• Opublikowano: 26/09/2022

MUL researchers study Parkinson patients in GP2 global genetics programme

We are glad to inform that the team of researchers from the Department of Diseases of the Extrapyramidal System are engaged in the international research project funded by Aligning Science Across Parkinson’s (ASAP) and Michael J. Fox Foundation for Parkinson’s Research. Molecular research on Parkinson patients in Polish populations conducted within a global genetics programme is coordinated by Agata Gajos MD PhD.


GP2 programme is a collective global initiative of basic research to discover the sources of Parkinson’s Disease (PD) and it affects the way science is currently practised. I trust that the magnitude, transparency, and data sharing in open access will facilitate the pace of our discoveries and will give hints on which way to go in order to cure Parkinson’s Disease, underlines Agata Gajos MD PhD.

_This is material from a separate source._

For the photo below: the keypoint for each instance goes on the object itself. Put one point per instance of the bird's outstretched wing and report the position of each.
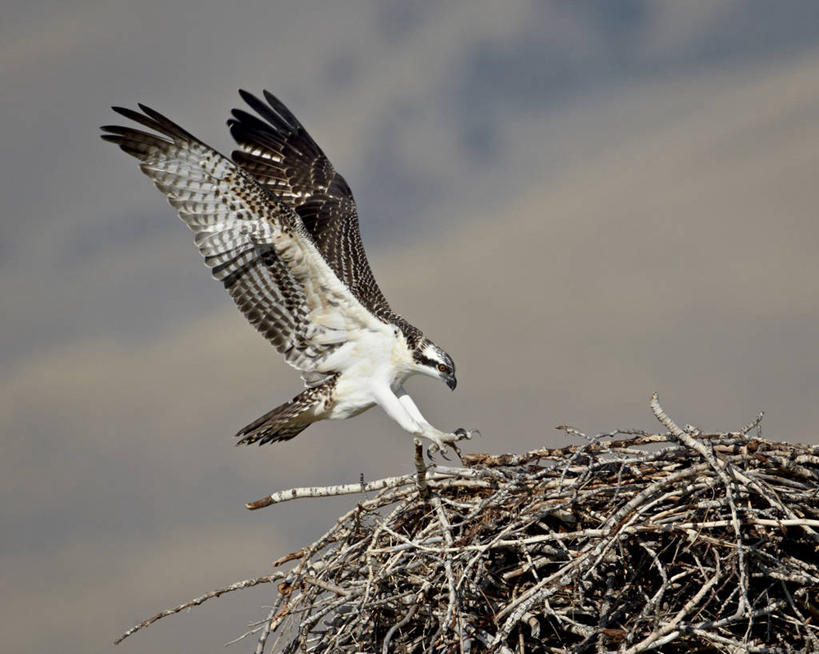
(279, 153)
(255, 245)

GP2 programme aims at forming a global platform which will dramatically accelerate the identification of genetic factors behind Parkinson’s Disease. It will also allow for the creation of a network of researchers who can use their knowledge in research, diagnostics, and treatment of PD worldwide. GP2’s mission is to further understand the genetic architecture of Parkinson’s Disease and to provide a useful source of information for researchers engaged in therapy development. In order to complete the mission, GP2 intends to involve the worldwide society of researchers and patients, generate and analyse genetic data on an incredibly large scale to create the infrastructure which will facilitate the access to data for a wide range of researchers.

The use of GP2 data will be possible at both local and regional levels. Data analysis will be performed in an open manner. The obtained results shall provide the grounds for a large body of scientific and clinical research. The number of discovered genes, pathogenic mutations and risk loci will increase significantly within the first five years of GP2 programme implementation, for both monogenic and multi-gene PD inheritance. What is more, for the first time the research will include the populations which have not been sufficiently represented i.e., Africa, Asia, Central America, Caribbean, Europe, Middle East, North America, Oceania and South America. The impact of genetic factors on the development of PD in various populations will be investigated and then genetic risk factors specific to a given population will be generated.

The primary aim of GP2 is to discover new genetic causes of PD via:

  • further understanding of the genetic architecture of Parkinson’s disease by genotyping a variety of populations around the world and investigating rare familial forms of PD,
  • identification of risk loci and monogenic causes of the disease as well as genetic phenotype modifiers, penetrance in monogenic inheritance and understanding of population differences in PD genetics,
  • formation of a global platform which will accelerate the identification of genetic factors behind Parkinson’s Disease,
  • organisation of a network of researchers who can make best use of their knowledge in research, diagnostics, and treatment of PD around the world.

The research will continue till 2026, and its total budget amounts to over $ 9 million.